Julião Neto boxe Rio 2016 (Foto: Raphael Marinho)O pugilista paraense se emocionou ao lembrar das dificuldades que enfrentou até a Rio 2016 (Foto: Raphael Marinho)

Diante de Antonio Vargas, Julião queria apenas realizar o sonho de vencer com o apoio de seus torcedores. Lembrou do início no boxe, na favela que morava e do título brasileiro em seu primeiro ano. Também recordou da ajuda que recebeu de Servílio de Oliveira, em 2009, quando o primeiro brasileiro a conquistar uma medalha olímpica na nobre arte o abrigou em uma casa em São Caetano do Sul (SP). Mas lamentou a punição recebida no terceiro round, quando teve um ponto descontado pelo árbitro central por ter utilizado demais a cabeça.

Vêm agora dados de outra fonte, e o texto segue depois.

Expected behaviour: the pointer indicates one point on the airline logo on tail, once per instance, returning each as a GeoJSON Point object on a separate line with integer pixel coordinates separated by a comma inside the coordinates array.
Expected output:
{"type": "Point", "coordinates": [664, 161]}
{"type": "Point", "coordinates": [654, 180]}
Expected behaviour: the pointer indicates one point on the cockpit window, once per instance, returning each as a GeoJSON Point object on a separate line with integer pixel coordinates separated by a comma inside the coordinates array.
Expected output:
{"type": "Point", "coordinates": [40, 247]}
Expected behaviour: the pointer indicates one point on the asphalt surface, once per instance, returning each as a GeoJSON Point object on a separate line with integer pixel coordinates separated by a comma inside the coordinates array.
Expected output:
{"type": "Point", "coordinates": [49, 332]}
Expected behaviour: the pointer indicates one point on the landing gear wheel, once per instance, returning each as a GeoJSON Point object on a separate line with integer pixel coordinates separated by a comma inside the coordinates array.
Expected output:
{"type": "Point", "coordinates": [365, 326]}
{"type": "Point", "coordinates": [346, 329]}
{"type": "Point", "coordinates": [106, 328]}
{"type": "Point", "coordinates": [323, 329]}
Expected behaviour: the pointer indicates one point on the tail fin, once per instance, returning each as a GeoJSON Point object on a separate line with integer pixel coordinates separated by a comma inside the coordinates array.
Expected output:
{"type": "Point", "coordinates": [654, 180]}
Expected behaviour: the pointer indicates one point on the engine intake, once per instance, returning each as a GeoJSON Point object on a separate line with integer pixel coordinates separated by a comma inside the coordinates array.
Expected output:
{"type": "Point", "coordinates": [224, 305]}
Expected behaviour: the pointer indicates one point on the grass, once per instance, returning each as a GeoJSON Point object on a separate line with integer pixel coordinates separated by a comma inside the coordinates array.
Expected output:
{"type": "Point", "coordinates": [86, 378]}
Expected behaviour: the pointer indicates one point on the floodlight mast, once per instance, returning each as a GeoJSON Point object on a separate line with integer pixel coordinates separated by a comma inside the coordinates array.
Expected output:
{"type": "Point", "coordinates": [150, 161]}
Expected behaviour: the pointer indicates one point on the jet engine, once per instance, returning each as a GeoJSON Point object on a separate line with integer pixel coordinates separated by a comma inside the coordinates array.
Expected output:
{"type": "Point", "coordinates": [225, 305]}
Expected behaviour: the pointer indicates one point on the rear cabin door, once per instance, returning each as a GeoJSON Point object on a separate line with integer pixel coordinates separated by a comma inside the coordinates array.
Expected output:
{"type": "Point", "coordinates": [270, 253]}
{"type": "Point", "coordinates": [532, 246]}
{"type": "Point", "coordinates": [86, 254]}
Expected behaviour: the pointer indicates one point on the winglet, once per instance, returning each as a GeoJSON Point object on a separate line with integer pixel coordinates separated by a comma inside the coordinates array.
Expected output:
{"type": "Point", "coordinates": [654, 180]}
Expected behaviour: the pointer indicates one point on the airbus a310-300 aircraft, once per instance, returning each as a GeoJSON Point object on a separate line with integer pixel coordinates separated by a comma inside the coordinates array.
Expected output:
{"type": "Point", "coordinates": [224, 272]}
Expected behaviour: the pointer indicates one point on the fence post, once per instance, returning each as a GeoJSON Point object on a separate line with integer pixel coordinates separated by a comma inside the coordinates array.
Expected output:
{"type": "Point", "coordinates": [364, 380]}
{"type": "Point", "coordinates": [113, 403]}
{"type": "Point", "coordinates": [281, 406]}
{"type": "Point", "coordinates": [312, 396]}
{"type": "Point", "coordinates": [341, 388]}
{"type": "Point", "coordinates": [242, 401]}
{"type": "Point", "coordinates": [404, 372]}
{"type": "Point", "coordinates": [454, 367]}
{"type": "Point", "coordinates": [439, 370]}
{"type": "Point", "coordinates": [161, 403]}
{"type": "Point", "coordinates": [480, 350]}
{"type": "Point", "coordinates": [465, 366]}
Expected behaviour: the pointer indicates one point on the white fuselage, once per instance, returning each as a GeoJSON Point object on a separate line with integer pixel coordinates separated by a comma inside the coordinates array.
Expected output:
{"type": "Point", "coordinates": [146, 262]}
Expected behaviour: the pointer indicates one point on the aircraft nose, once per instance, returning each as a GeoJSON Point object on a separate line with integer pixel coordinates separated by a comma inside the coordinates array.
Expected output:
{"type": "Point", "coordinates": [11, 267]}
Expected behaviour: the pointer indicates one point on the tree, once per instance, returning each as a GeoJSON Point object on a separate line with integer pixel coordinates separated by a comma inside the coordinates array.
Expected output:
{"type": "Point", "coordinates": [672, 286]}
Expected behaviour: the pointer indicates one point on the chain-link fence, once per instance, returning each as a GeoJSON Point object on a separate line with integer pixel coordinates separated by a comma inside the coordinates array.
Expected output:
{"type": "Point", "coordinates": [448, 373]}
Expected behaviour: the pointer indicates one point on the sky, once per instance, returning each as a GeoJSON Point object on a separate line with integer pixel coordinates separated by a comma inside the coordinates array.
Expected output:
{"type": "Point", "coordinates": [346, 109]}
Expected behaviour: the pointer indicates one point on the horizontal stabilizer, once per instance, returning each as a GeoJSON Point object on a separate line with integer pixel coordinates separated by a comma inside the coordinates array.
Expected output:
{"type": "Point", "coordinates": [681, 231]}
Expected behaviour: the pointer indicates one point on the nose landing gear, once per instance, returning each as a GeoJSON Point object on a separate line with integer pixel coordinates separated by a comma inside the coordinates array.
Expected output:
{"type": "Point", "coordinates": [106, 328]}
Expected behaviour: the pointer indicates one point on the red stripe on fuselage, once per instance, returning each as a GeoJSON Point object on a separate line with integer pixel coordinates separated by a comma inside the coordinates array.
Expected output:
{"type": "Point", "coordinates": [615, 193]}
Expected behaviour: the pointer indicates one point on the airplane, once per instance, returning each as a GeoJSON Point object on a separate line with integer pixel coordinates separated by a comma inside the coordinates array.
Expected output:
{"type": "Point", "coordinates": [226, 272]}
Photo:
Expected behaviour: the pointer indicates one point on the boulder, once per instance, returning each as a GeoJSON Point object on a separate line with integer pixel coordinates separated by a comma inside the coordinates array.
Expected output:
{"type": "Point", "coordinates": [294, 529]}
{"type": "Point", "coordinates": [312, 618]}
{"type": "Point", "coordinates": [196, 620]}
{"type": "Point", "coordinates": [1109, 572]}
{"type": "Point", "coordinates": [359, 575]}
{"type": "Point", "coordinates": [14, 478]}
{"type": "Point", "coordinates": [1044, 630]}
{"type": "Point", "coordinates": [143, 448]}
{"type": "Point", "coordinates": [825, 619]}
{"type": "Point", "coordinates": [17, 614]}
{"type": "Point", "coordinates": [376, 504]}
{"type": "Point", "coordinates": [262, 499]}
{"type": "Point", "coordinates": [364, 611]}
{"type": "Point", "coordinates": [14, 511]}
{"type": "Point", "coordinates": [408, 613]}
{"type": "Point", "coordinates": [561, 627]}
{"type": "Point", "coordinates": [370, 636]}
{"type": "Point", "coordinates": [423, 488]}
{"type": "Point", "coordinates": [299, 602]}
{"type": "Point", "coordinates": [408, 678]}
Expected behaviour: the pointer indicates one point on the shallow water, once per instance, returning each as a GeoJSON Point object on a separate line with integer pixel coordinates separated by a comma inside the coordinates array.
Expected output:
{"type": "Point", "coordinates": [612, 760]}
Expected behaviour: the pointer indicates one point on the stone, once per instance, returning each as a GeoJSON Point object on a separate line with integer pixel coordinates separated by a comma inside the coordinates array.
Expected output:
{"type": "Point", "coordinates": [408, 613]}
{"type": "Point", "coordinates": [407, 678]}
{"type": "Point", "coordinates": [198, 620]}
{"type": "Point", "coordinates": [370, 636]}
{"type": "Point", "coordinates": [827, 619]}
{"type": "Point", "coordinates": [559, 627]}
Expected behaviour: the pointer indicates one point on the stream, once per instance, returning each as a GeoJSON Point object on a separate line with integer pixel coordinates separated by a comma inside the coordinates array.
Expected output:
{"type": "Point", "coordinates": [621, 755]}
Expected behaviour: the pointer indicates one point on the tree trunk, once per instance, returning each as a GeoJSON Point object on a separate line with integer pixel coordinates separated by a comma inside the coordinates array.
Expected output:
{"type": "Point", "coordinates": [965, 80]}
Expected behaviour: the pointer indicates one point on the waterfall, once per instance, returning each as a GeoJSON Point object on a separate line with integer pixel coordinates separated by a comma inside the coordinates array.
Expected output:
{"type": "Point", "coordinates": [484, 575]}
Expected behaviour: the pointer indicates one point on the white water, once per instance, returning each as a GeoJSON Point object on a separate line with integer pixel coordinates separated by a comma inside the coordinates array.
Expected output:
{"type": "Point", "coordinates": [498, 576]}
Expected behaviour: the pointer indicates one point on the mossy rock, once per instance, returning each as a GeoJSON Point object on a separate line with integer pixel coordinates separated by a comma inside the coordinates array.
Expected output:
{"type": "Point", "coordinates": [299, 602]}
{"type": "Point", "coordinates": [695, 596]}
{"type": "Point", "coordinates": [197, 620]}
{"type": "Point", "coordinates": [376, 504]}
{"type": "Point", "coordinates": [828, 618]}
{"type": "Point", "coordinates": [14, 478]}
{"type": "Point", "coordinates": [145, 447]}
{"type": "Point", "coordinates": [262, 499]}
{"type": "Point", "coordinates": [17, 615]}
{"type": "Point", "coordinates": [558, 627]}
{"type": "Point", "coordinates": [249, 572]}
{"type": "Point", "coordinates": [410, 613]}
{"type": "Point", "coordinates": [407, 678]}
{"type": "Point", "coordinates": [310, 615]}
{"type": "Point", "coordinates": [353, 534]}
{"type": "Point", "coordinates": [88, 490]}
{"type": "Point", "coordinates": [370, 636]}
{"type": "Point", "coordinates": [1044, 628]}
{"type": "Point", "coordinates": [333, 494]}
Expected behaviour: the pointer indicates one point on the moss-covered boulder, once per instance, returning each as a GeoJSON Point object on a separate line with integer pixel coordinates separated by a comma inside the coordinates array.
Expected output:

- Foi uma luta dura, contra um adversário bom, apesar de novo. Perdi nessa tirada de ponto no último round, que acabou comigo, Não era para ele ter feito isso, estava no último, ia acabar. Ele me chamou atenção que eu estava mexendo muito a cabeça, mas nós dois entramos juntos, ele me deu bastante cabeçada e estou até dolorido. Quando tiraram o ponto, acabou a luta. Já era. Era para tirar ponto dele também. Ele tirou ponto meu falando que dei três cabeçadas no atleta - explicou.

01

a luta

Desde o primeiro minuto já deu para ver que o combate seria empolgante. Julião jogou bons cruzados e usou bem a mão da frente, mas recebeu golpes de encontro duríssimos, sempre que tentava atacar o americano, muitas vezes de forma descuidada. O brasileiro precisou clinchar algumas vezes, após atacar de forma muito aberta. Vargas, demonstrando tranquilidade, explorava os erros do atleta da casa e tentava jogar de forma mais segura. 

Julião começou melhor o segundo assalto, mais atento na esquiva, e encaixou dois cruzados em sequência. O brasileiro conseguiu evitar as investidas do rival na maior parte do tempo e atuou com mais inteligência. Uma esquerda de encontro pegou no rosto de Vargas, que foi para a trocação franca e recebeu mais dois cruzados.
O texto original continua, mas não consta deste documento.